Deitrich adds, “If we are going to be a wildly exporting country we would be shooting ourselves in the foot. We believe it is better to develop more dairy products and create more markets for our milk.”


The two Canadian speakers also advised, “Whatever route you take be sure you get the bankers involved. In Canada, bankers are more willing to loan money for modernization because of the stable prices.”

Don Hamm, president of the Wisconsin National Farmers Organization, points out that some of the problems with over-production in this country have been the result of the guaranteed loan programs. He notes that while the programs were intended to help farmers get affordable loans, all they have done is encourage bankers to loan more money for dairy expansions.

Both the NFO and Farmers Union have been concerned over expanded production that results in the inability of farmers to negotiate a fair price for their milk.

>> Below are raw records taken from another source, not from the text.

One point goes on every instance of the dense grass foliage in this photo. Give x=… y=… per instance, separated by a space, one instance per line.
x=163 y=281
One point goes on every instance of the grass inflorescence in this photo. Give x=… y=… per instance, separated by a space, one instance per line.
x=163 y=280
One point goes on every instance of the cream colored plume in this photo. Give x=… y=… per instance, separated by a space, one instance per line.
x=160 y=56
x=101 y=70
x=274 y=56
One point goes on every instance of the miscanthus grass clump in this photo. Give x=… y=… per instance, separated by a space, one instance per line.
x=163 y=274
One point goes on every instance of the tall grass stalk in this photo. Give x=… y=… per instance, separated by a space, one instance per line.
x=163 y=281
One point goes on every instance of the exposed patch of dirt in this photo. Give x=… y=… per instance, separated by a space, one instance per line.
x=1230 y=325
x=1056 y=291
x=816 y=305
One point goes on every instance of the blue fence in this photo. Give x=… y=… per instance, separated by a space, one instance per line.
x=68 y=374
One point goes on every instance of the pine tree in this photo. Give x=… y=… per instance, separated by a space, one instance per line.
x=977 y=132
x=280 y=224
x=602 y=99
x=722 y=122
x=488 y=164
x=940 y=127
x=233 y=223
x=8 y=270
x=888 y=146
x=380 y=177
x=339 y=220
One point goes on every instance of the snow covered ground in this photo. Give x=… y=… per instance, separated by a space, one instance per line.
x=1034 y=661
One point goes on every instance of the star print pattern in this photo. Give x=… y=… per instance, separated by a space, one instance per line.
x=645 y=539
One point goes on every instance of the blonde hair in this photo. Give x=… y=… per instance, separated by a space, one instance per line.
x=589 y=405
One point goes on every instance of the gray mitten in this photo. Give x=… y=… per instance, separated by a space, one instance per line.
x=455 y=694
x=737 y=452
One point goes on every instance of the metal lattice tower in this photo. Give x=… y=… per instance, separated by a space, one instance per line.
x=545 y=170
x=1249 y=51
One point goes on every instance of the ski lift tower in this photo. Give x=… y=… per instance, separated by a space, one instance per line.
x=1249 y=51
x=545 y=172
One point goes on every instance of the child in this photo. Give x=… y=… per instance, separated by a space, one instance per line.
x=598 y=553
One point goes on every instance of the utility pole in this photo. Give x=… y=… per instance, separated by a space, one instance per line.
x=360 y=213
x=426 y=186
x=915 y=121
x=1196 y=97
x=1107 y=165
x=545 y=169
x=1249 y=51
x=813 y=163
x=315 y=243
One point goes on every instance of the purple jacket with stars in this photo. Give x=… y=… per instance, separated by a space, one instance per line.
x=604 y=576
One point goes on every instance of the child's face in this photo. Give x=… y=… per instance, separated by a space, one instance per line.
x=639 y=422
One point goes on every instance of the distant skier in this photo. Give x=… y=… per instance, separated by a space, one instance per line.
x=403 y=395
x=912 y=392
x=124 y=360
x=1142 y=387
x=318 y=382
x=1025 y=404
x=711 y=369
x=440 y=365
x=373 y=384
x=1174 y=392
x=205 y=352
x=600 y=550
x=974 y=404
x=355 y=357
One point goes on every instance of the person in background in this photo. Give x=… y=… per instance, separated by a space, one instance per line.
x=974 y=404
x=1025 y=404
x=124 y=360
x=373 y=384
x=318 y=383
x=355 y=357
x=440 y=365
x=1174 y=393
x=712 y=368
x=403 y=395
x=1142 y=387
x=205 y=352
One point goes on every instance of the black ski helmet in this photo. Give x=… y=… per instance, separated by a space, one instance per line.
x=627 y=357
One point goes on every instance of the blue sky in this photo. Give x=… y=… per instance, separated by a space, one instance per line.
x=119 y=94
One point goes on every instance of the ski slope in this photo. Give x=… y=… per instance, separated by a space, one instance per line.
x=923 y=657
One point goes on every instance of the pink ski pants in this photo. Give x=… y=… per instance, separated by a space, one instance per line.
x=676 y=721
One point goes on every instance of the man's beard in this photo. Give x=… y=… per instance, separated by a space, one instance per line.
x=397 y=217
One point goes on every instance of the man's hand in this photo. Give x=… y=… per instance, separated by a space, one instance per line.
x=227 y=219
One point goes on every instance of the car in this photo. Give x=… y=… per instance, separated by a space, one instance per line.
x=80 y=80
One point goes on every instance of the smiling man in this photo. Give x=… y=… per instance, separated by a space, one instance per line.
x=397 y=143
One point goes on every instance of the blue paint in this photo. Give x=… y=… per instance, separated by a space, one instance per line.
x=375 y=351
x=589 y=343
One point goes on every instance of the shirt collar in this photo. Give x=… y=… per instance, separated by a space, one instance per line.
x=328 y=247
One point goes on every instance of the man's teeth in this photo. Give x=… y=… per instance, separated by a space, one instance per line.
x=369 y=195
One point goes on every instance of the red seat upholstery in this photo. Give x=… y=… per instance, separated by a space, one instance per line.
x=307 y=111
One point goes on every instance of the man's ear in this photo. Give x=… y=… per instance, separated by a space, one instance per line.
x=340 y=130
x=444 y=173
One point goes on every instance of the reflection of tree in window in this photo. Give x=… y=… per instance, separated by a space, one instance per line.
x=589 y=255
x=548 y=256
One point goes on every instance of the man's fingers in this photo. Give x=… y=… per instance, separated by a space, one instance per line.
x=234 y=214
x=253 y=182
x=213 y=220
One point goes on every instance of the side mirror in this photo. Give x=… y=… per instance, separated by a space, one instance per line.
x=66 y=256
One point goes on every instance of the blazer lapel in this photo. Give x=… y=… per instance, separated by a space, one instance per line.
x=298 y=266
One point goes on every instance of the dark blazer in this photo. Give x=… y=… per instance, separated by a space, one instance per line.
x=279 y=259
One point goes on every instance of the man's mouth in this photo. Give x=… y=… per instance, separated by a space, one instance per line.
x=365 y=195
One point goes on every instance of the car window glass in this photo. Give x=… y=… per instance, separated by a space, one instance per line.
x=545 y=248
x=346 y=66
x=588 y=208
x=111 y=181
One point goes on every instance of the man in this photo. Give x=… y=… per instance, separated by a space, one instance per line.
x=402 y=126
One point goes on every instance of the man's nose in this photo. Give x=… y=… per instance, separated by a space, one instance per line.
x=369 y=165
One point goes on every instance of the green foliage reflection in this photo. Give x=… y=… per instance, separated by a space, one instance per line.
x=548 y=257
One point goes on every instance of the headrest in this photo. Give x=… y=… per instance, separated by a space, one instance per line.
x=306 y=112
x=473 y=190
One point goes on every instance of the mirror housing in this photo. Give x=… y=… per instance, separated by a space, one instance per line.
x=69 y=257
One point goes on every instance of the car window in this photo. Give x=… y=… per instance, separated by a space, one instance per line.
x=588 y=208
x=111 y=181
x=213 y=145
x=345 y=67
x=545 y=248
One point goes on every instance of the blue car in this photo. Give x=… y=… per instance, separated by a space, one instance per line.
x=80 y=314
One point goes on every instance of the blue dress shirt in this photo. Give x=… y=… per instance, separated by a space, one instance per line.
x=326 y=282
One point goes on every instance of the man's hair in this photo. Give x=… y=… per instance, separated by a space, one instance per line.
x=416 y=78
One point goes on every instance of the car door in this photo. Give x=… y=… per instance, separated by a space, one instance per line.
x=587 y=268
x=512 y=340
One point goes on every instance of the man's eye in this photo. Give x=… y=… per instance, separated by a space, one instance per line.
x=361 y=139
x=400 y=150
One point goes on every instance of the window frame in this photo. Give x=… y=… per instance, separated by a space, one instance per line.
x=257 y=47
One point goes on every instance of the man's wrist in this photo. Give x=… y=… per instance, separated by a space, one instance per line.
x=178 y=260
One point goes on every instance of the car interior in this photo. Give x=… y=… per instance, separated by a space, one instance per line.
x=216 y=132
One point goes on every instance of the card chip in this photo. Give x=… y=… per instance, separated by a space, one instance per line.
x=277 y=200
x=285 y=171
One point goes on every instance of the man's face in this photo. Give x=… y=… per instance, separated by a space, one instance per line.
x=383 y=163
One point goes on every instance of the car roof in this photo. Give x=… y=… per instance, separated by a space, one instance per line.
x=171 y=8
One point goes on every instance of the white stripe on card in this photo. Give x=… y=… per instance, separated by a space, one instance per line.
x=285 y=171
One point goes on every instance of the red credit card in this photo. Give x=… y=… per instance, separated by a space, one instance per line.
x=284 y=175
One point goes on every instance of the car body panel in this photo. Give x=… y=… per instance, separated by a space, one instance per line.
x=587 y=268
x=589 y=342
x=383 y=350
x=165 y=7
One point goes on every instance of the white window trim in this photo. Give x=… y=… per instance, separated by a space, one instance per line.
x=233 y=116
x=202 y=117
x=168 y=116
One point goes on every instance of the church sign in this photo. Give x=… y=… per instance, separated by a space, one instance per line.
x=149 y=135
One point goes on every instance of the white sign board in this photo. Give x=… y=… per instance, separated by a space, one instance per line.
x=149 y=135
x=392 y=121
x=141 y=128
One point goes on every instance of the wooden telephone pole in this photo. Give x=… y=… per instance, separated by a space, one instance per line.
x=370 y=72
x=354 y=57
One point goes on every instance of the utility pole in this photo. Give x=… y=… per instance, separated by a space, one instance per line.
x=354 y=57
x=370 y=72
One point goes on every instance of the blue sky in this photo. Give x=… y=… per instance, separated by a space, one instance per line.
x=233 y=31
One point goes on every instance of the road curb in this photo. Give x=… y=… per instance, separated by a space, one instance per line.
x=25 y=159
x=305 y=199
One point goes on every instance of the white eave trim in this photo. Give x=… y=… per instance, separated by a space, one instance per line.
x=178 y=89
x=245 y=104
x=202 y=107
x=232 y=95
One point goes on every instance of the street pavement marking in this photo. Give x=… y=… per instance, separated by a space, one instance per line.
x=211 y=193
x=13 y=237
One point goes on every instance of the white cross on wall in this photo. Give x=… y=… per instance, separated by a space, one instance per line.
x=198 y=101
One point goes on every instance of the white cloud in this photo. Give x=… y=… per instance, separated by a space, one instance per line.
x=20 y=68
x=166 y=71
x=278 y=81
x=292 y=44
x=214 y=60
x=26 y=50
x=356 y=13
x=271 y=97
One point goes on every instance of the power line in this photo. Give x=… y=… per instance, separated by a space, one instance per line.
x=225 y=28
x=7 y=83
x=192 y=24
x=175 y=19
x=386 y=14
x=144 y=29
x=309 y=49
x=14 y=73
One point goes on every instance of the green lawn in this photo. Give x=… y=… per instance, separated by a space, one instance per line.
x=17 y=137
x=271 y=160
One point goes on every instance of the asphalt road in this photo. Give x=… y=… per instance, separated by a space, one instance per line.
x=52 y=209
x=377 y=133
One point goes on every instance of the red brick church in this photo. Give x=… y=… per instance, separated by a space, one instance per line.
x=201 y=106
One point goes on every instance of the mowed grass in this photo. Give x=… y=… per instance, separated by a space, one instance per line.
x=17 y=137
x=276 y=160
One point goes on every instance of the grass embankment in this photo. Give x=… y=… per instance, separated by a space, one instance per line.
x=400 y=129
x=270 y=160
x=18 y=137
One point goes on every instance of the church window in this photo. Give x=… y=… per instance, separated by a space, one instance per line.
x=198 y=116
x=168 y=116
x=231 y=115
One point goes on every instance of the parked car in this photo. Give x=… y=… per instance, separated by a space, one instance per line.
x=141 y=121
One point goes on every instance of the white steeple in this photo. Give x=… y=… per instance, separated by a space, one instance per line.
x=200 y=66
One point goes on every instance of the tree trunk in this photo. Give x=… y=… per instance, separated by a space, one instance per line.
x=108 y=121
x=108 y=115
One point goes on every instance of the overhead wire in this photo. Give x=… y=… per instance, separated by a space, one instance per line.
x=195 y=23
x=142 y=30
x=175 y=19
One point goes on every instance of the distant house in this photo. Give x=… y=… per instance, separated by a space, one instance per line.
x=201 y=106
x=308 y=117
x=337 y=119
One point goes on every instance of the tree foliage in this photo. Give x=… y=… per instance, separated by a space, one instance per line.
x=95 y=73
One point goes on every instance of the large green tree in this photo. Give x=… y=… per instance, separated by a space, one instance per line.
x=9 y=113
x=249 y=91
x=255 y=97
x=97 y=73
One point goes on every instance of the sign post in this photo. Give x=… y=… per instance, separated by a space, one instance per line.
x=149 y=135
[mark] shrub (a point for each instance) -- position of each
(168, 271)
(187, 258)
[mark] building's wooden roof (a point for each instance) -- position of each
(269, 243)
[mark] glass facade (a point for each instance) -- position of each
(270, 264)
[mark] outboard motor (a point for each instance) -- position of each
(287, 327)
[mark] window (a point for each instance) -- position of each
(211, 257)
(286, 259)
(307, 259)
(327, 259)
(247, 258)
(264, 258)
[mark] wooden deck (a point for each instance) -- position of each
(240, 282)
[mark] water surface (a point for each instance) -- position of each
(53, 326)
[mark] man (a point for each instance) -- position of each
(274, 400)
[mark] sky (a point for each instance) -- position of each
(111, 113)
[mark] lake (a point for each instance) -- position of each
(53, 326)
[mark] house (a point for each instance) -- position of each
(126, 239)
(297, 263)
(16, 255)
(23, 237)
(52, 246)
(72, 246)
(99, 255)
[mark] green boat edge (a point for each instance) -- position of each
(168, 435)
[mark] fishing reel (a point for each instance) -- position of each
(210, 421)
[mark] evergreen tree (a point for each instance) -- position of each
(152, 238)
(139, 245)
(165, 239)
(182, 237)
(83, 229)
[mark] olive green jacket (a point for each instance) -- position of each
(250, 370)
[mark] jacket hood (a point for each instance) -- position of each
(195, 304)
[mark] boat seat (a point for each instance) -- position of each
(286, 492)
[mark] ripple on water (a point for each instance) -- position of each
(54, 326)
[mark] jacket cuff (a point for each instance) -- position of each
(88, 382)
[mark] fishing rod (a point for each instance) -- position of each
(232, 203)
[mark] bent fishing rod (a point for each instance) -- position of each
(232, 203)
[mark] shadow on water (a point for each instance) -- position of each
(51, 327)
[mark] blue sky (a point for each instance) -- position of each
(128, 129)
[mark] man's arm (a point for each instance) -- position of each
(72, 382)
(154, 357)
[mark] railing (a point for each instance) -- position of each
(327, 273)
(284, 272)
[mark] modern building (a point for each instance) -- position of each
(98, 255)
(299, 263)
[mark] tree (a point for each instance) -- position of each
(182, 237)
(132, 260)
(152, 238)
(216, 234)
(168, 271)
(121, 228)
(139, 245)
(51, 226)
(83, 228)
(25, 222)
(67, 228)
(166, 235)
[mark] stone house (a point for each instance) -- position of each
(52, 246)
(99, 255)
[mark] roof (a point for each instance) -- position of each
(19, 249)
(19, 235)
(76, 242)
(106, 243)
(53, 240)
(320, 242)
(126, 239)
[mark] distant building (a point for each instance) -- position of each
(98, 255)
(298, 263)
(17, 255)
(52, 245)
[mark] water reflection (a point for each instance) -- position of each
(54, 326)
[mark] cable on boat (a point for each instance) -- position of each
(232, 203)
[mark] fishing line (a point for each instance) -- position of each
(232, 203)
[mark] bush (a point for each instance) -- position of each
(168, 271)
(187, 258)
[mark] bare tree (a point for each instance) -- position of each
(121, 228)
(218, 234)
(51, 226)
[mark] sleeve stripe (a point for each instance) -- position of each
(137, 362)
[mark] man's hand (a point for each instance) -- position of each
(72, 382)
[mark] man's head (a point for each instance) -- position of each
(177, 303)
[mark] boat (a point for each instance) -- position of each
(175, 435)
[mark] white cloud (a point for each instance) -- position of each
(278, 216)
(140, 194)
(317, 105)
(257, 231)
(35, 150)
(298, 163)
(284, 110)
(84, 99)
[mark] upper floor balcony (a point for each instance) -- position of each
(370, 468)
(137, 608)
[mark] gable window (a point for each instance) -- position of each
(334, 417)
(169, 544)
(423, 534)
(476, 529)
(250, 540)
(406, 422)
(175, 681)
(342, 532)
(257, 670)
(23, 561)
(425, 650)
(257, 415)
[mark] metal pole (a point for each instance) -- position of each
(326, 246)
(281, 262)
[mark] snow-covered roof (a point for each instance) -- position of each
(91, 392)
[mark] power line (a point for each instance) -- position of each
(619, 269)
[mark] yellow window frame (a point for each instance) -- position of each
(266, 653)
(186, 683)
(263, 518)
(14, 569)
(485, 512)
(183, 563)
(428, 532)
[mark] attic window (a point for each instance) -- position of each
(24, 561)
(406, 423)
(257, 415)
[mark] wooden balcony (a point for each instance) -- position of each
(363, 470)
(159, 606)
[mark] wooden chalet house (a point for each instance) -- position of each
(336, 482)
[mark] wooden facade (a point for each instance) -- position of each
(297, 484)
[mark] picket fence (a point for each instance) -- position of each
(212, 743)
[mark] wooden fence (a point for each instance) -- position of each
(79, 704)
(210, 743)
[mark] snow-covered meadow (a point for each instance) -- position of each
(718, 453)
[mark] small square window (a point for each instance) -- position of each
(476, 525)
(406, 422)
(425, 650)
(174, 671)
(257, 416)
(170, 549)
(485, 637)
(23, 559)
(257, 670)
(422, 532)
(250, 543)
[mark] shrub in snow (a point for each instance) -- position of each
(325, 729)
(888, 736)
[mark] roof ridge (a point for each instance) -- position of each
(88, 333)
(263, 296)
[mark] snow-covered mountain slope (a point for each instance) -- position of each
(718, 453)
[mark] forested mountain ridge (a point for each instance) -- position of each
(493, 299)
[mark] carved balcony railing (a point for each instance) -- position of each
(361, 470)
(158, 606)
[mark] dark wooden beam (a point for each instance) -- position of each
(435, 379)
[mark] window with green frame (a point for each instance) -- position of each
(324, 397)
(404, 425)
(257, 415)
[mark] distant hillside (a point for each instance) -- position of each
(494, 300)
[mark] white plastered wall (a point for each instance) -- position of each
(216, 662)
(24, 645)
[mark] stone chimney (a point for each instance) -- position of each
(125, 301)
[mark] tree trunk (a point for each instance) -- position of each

Von Ruden points out that outside investment has led to expansion of many farms and the start-up of several new CAFOs which has in turn flooded the market. On top of that, commercial giants like Walmart are investing in their own infrastructure to process dairy products.

He acknowledges that many factors have contributed to the glut of milk on the market that has led to the low milk prices in recent years. Cattle genetics and improved feed rations, the advent of sexed semen and improved management practices have resulted in almost double the production per cow over the last three decades.

Von Ruden says that all of these changes have led to farmers receiving an even smaller portion of the profit in milk. He cited figures compiled by the Wisconsin Center for Dairy Profitability showing that dairy farmers received as little as 3 cents of profit for every gallon of milk sold after taking into account their cost of production.

Farmers Union plans to continue the its efforts in encouraging dairy producers to join together in finding solutions to the instability of the industry.

Von Ruden says nothing will improve until farmers start talking among themselves, to their processors and to their organizations. He concludes, “It’s time to dairy together.”